The growth of DM and DE perturbations in DBI non-canonical scalar field scenario

Abstract

We study the effect of varying sound speed on clustering dark energy in the Dirac–Born–Infeld (DBI) scenario. The DBI action is included in the class of k-essence models, and it has an important role in describing the effective degrees of freedom of D-branes in the string theory. In the DBI setup, we take the anti-de Sitter (AdS) warp factor f(ϕ)=f0ϕ−4, and investigate the self-interacting quartic potential V(ϕ)=λϕ4∕4. We calculate the full expression of the effective sound speed for our model, and show that it can evolve with time during the cosmological evolution. Besides, the adiabatic sound speed evolves with time here, and this influences the background dynamics to some extent. We show that the effective sound speed is very close to the adiabatic sound speed. We examine the effect of the variable sound speed on growth of the perturbations in both the linear and non-linear regimes.

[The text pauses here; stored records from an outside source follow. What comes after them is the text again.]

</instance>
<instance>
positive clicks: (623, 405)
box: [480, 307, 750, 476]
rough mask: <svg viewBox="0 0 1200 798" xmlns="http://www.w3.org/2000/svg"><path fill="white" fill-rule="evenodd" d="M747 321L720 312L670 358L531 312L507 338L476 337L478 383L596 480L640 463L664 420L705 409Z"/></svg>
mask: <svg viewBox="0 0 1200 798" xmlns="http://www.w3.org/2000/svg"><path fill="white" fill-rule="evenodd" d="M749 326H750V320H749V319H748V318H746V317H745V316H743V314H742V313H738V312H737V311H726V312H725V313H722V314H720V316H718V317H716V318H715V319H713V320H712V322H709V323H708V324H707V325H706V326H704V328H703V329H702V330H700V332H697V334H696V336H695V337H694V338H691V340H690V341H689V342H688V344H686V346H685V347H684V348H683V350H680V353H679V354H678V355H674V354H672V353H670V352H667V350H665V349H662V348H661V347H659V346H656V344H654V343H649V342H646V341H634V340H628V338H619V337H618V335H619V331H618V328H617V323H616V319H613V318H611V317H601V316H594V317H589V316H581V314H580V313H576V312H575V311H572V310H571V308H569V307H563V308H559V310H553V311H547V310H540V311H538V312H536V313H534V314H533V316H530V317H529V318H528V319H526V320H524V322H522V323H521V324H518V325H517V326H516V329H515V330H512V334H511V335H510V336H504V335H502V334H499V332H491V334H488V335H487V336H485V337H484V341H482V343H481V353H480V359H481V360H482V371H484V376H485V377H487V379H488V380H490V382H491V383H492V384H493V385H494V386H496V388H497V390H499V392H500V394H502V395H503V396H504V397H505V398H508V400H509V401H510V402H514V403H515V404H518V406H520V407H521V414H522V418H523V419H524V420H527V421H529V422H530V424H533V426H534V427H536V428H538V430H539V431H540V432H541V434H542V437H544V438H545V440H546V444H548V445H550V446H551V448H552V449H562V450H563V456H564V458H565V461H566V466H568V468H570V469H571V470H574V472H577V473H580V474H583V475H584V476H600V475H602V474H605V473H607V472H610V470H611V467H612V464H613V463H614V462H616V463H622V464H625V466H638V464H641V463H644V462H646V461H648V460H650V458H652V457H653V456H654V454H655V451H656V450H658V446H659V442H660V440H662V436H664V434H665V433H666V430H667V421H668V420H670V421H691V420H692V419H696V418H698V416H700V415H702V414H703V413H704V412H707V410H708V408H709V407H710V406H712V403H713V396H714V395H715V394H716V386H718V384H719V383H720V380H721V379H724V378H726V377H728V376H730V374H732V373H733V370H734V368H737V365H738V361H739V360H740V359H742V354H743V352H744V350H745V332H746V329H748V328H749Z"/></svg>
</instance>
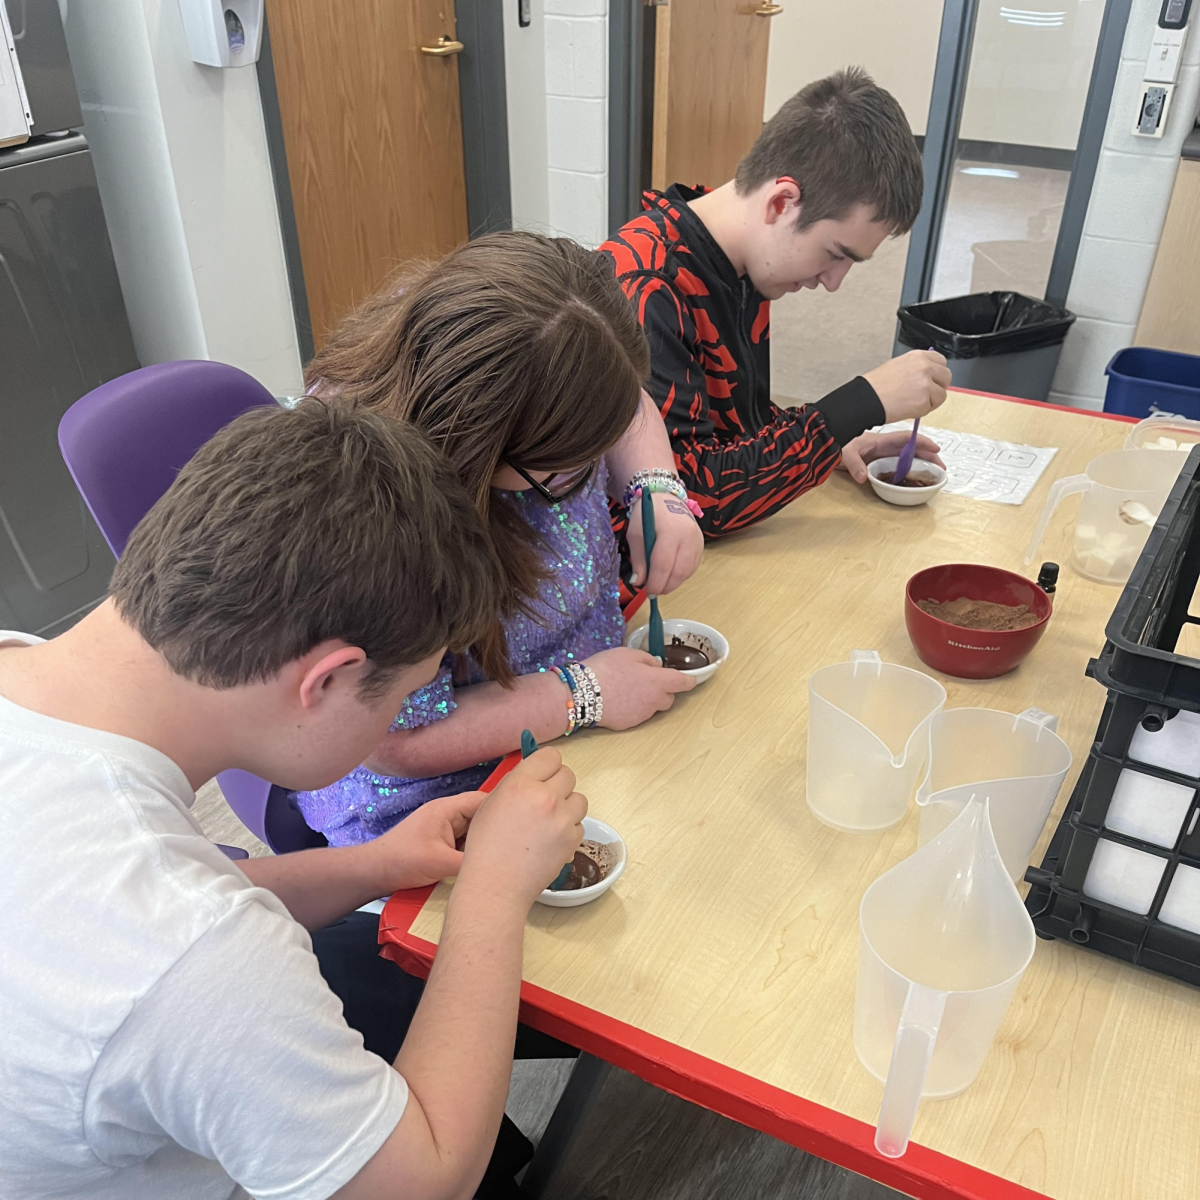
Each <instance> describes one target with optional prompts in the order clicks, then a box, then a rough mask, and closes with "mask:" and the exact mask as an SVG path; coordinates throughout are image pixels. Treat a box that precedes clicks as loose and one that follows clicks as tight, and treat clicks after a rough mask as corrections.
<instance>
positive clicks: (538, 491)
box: [505, 460, 596, 504]
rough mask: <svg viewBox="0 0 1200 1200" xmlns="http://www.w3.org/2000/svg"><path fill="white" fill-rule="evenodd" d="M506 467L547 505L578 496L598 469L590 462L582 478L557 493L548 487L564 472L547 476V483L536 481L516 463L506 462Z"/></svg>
mask: <svg viewBox="0 0 1200 1200" xmlns="http://www.w3.org/2000/svg"><path fill="white" fill-rule="evenodd" d="M505 466H506V467H511V468H512V469H514V470H515V472H516V473H517V474H518V475H520V476H521V478H522V479H523V480H524V481H526V482H527V484H528V485H529V486H530V487H532V488H533V490H534V491H535V492H536V493H538V494H539V496H540V497H541V498H542V499H544V500H545V502H546V503H547V504H562V503H563V500H569V499H570V498H571V497H572V496H577V494H578V493H580V492H582V491H583V488H584V487H587V485H588V482H589V481H590V479H592V476H593V475H594V474H595V469H596V464H595V462H589V463H588V464H587V467H586V468H584V470H583V473H582V474H581V475H580V478H578V479H577V480H575V482H574V484H571V486H570V487H569V488H568V490H566V491H565V492H560V493H556V492H552V491H551V490H550V487H548V485H550V481H551V480H552V479H553V478H554V475H560V474H562V472H554V475H550V476H547V478H546V480H545V482H542V481H539V480H536V479H534V478H533V475H530V474H529V472H527V470H526V469H524V468H523V467H518V466H517V464H516V463H515V462H509V461H508V460H505Z"/></svg>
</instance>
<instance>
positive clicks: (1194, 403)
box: [1104, 346, 1200, 420]
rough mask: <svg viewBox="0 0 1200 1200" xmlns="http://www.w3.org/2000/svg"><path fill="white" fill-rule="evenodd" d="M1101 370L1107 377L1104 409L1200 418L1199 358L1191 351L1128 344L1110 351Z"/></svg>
mask: <svg viewBox="0 0 1200 1200" xmlns="http://www.w3.org/2000/svg"><path fill="white" fill-rule="evenodd" d="M1104 373H1105V374H1106V376H1108V377H1109V385H1108V389H1106V390H1105V392H1104V412H1105V413H1121V414H1122V415H1124V416H1152V415H1153V414H1156V413H1166V414H1169V415H1171V416H1187V418H1190V419H1192V420H1200V358H1196V355H1194V354H1178V353H1176V352H1175V350H1154V349H1151V348H1150V347H1148V346H1127V347H1126V348H1124V349H1123V350H1117V353H1116V354H1114V355H1112V360H1111V361H1110V362H1109V365H1108V366H1106V367H1105V368H1104Z"/></svg>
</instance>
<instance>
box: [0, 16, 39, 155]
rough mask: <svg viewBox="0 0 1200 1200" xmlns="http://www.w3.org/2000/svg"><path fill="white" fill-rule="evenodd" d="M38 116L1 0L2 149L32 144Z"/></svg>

In the linear regime, we apply the Pseudo-Newtonian formalism, and show that dark energy suppresses the growth of perturbations at low redshifts. From study of the Integrated Sachs–Wolfe (ISW) effect in our setup, we see that the model manifests some deviation from the concordance ΛCDM model. In the non-linear regime, we follow the approach of spherical collapse model, and calculate the linear overdensity δc(zc), the virial overdensity Δvir(zc), overdensity at the turn around ζ(zc) and the rate of expansion of collapsed region hta(z). Our results imply that the provided values of δc(zc), Δvir(zc), ζ(zc) and hta(z) in our clustering DBI dark energy model approach the fiducial value in the EdS universe at high enough redshifts. We further compute relative number density of halo objects above a given mass in our setting, and show that the number of structures with respect to the ΛCDM model is reduced more in the high mass tail at high redshifts.